Richard De Jana; Richard De Jana & Associates, PLLC; Kalispell, Montana

Submitted on Briefs: September 4, 2013 Decided: October 8, 2013

Filed:

__________________________________________ Clerk Justice Jim Rice delivered the Opinion of the Court.

¶1 Pursuant to Section I, Paragraph 3(d), Montana Supreme Court Internal Operating

Rules, this case is decided by memorandum opinion and shall not be cited and does not

serve as precedent. Its case title, cause number, and disposition shall be included in this

Court’s quarterly list of noncitable cases published in the Pacific Reporter and Montana

Reports.

¶2 Tungsten Holdings, Inc. (Tungsten) appeals from the order of the Eleventh

Judicial District Court determining the location of the easement granted in the deed to

Tungsten’s property.
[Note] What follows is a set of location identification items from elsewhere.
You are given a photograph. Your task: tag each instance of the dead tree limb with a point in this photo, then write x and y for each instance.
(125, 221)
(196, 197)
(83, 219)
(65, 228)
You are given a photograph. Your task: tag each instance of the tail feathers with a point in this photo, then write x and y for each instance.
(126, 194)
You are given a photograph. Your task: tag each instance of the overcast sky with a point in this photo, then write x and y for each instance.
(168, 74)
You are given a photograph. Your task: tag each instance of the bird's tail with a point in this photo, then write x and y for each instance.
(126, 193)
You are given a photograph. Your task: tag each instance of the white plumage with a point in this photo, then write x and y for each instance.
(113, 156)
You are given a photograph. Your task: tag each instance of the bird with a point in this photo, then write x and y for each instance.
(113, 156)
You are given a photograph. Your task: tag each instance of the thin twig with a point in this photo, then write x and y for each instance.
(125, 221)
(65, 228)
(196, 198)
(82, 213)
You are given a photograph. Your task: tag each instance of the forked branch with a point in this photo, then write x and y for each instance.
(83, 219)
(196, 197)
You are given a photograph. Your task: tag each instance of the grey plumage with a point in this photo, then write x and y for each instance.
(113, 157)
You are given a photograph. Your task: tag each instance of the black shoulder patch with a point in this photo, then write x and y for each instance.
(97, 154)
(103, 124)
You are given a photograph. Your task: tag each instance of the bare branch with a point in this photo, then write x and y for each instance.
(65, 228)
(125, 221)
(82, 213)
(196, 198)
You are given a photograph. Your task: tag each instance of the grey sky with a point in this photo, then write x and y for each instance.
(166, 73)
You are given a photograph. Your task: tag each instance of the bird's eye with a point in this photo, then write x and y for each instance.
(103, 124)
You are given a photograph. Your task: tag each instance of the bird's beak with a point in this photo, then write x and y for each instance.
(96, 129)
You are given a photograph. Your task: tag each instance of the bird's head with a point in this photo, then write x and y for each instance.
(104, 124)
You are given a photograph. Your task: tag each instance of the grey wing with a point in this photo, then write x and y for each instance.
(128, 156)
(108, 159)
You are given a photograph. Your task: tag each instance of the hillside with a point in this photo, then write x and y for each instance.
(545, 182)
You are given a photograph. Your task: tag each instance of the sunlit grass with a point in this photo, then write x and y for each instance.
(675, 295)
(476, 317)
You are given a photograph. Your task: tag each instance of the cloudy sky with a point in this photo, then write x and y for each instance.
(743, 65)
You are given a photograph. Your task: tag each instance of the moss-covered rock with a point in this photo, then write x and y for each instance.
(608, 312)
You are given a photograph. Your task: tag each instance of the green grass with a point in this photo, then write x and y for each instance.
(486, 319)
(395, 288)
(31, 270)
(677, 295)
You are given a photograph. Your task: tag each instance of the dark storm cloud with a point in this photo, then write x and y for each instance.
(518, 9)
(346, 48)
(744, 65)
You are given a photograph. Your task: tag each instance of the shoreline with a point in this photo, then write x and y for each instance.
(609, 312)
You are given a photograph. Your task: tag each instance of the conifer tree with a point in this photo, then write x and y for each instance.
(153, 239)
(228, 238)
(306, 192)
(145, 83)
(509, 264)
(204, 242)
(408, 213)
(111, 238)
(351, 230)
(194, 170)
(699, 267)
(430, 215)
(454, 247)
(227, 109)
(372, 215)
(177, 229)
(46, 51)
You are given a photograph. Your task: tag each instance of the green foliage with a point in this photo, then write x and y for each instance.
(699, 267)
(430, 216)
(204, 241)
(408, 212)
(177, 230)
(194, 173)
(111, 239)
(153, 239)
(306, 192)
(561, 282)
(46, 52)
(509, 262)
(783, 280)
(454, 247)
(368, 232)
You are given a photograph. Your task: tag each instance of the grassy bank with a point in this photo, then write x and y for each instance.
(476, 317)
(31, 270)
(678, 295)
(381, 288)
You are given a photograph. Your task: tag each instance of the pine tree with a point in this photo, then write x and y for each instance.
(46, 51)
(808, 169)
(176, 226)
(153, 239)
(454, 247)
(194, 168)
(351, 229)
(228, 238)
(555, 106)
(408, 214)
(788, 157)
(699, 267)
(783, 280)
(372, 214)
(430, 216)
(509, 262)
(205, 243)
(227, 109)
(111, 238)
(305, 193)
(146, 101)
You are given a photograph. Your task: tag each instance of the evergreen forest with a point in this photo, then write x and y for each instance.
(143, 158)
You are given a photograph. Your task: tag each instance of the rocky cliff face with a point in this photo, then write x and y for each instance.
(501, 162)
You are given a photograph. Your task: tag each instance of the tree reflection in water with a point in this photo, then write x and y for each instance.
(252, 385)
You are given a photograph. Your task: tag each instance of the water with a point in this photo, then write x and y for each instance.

Tungsten is the owner of 80 acres: 40 acres are located

immediately to the north of the other 40 acres (collectively Tungsten Property). David

Freyder (Freyder) is the owner of 20 acres (Freyder Property). The Freyder Property is

not contiguous to the Tungsten Property, but lies to the east of the Tungsten northern 40

acres, separated by a 20 acre parcel (Intervening Property). Neighboring property owners

use an access road known as Moose Crossing that travels in a northerly direction, just

barely crossing into the eastern boundary of the Freyder Property, before turning west

and crossing property to the north. There is also a newer road along the southern

boundary of the Freyder Property known as Apgar View.

¶3 Tungsten filed its complaint asserting Freyder was interfering with use of its

easement. It asserted an easement through the entirety of the Freyder and Intervening

Properties not along Moose Crossing or Apgar View, but along a small trail through the

2 woods just north of the Freyder house, about midway between the other two access roads.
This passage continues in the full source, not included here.